At the start of their survey, the College Republicans’ researchers asked young voters to complete two non-political sentences: “I hope people see me as…” And “I hope people never see me as…” They were given a long list of attributes.This was before any mention of politics, and the idea was to get a sense of what the young people valued. 

Interestingly, the most common answer to “I hope people see me as…” was intelligent, followed by caring and hardworking. Way down the list were creative, unique, adventurous and cool.

And “I hope people never see me as…” stupid. Lazy and incompetent were close behind.  Farther down were closed-minded, negative and unhelpful.  

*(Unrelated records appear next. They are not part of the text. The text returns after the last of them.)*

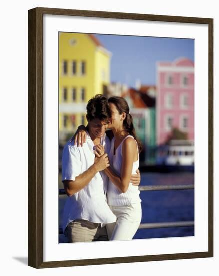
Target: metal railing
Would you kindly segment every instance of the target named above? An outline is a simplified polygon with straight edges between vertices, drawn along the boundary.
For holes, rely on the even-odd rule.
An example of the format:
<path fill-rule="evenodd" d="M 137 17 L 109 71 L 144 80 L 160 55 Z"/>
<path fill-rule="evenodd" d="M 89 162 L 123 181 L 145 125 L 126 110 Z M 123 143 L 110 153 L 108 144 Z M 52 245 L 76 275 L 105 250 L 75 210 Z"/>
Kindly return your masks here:
<path fill-rule="evenodd" d="M 139 186 L 140 191 L 167 191 L 174 190 L 188 190 L 194 189 L 193 184 L 182 184 L 173 185 L 145 185 Z M 64 189 L 59 189 L 59 195 L 65 195 L 66 192 Z M 140 224 L 138 229 L 155 229 L 169 227 L 194 227 L 194 221 L 174 221 L 172 222 L 156 222 L 149 223 L 141 223 Z M 63 234 L 61 228 L 59 229 L 59 233 Z"/>
<path fill-rule="evenodd" d="M 140 191 L 167 191 L 174 190 L 188 190 L 194 189 L 193 184 L 182 184 L 173 185 L 145 185 L 139 186 Z M 59 194 L 60 195 L 65 195 L 66 192 L 64 189 L 59 189 Z M 138 229 L 155 229 L 168 227 L 194 227 L 194 221 L 174 221 L 172 222 L 157 222 L 141 223 Z M 59 233 L 63 234 L 61 228 L 59 229 Z"/>

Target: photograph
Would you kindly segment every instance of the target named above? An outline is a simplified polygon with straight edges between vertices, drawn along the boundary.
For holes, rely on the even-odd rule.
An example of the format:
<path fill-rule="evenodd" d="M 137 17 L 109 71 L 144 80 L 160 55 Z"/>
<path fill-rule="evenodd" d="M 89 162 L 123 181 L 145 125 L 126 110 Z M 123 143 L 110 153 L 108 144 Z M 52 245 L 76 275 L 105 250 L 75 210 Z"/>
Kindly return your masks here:
<path fill-rule="evenodd" d="M 29 266 L 213 256 L 212 31 L 29 11 Z"/>
<path fill-rule="evenodd" d="M 59 242 L 194 235 L 194 39 L 59 32 Z"/>

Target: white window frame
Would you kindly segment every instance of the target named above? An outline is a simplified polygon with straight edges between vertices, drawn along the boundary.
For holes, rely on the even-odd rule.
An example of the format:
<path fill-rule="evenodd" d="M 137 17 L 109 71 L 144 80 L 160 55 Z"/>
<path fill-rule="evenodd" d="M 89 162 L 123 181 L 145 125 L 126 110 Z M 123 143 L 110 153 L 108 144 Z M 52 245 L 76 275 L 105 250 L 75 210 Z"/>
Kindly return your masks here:
<path fill-rule="evenodd" d="M 187 126 L 184 127 L 183 126 L 184 119 L 186 119 L 187 120 Z M 183 131 L 188 131 L 189 129 L 188 127 L 189 122 L 189 116 L 187 114 L 181 115 L 180 117 L 180 129 Z"/>
<path fill-rule="evenodd" d="M 169 79 L 170 77 L 171 77 L 172 78 L 172 81 L 173 81 L 173 77 L 172 73 L 165 72 L 165 86 L 166 87 L 172 87 L 174 85 L 174 84 L 173 82 L 171 84 L 169 83 Z"/>
<path fill-rule="evenodd" d="M 64 73 L 64 64 L 65 62 L 67 62 L 67 72 Z M 62 76 L 68 76 L 68 60 L 66 59 L 64 59 L 62 61 Z"/>
<path fill-rule="evenodd" d="M 171 126 L 171 127 L 169 127 L 168 125 L 168 120 L 169 118 L 171 118 L 173 122 L 173 115 L 171 114 L 167 114 L 164 117 L 164 127 L 166 131 L 171 131 L 173 127 L 173 124 Z"/>
<path fill-rule="evenodd" d="M 76 73 L 73 73 L 73 62 L 75 62 L 76 63 Z M 77 70 L 77 67 L 78 66 L 77 66 L 77 60 L 75 60 L 75 59 L 73 59 L 72 61 L 71 61 L 71 75 L 74 76 L 77 76 L 77 73 L 78 73 L 78 71 Z"/>
<path fill-rule="evenodd" d="M 188 102 L 187 105 L 185 105 L 184 104 L 184 99 L 185 97 L 186 97 L 187 99 L 187 102 Z M 189 108 L 189 97 L 188 94 L 187 93 L 181 93 L 180 95 L 179 101 L 180 101 L 180 109 L 188 109 Z"/>
<path fill-rule="evenodd" d="M 84 62 L 85 63 L 85 73 L 84 74 L 82 74 L 82 63 L 83 62 Z M 86 75 L 86 68 L 87 68 L 87 62 L 86 60 L 81 60 L 80 62 L 79 62 L 79 73 L 80 74 L 80 76 L 81 77 L 84 77 Z"/>
<path fill-rule="evenodd" d="M 73 99 L 74 91 L 75 91 L 75 100 Z M 77 101 L 77 88 L 75 87 L 74 87 L 72 88 L 72 98 L 71 98 L 71 99 L 72 99 L 72 101 L 73 102 L 76 102 Z"/>
<path fill-rule="evenodd" d="M 82 91 L 84 90 L 84 99 L 82 99 Z M 82 102 L 84 102 L 85 101 L 85 98 L 86 98 L 86 89 L 85 87 L 81 87 L 81 89 L 80 91 L 80 100 Z"/>
<path fill-rule="evenodd" d="M 67 94 L 66 100 L 65 99 L 65 97 L 64 97 L 64 91 L 65 88 L 66 89 L 66 94 Z M 62 100 L 63 102 L 68 102 L 68 87 L 67 87 L 66 86 L 63 87 L 62 88 Z"/>
<path fill-rule="evenodd" d="M 171 99 L 171 100 L 170 100 Z M 166 92 L 164 95 L 164 106 L 166 109 L 172 109 L 173 108 L 173 94 L 171 92 Z M 170 101 L 171 102 L 170 104 Z"/>

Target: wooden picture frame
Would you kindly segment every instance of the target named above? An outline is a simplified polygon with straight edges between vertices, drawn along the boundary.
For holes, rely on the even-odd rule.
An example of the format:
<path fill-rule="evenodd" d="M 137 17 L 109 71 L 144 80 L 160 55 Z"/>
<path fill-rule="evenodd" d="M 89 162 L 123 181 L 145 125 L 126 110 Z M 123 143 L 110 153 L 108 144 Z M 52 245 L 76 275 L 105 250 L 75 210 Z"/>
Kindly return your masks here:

“For the GOP, being thought of as closed-minded is hardly a good thing. But if the GOP is thought of as the “stupid party,” it may as well be the kiss of death,” the report said.

Cue the comments last year by Louisiana Gov. Bobby Jindal, who was right on target when he said Republicans have to stop being “the stupid party.”

But how? What can Republicans do to win back the youth vote in presidential elections? I’d love to hear your ideas.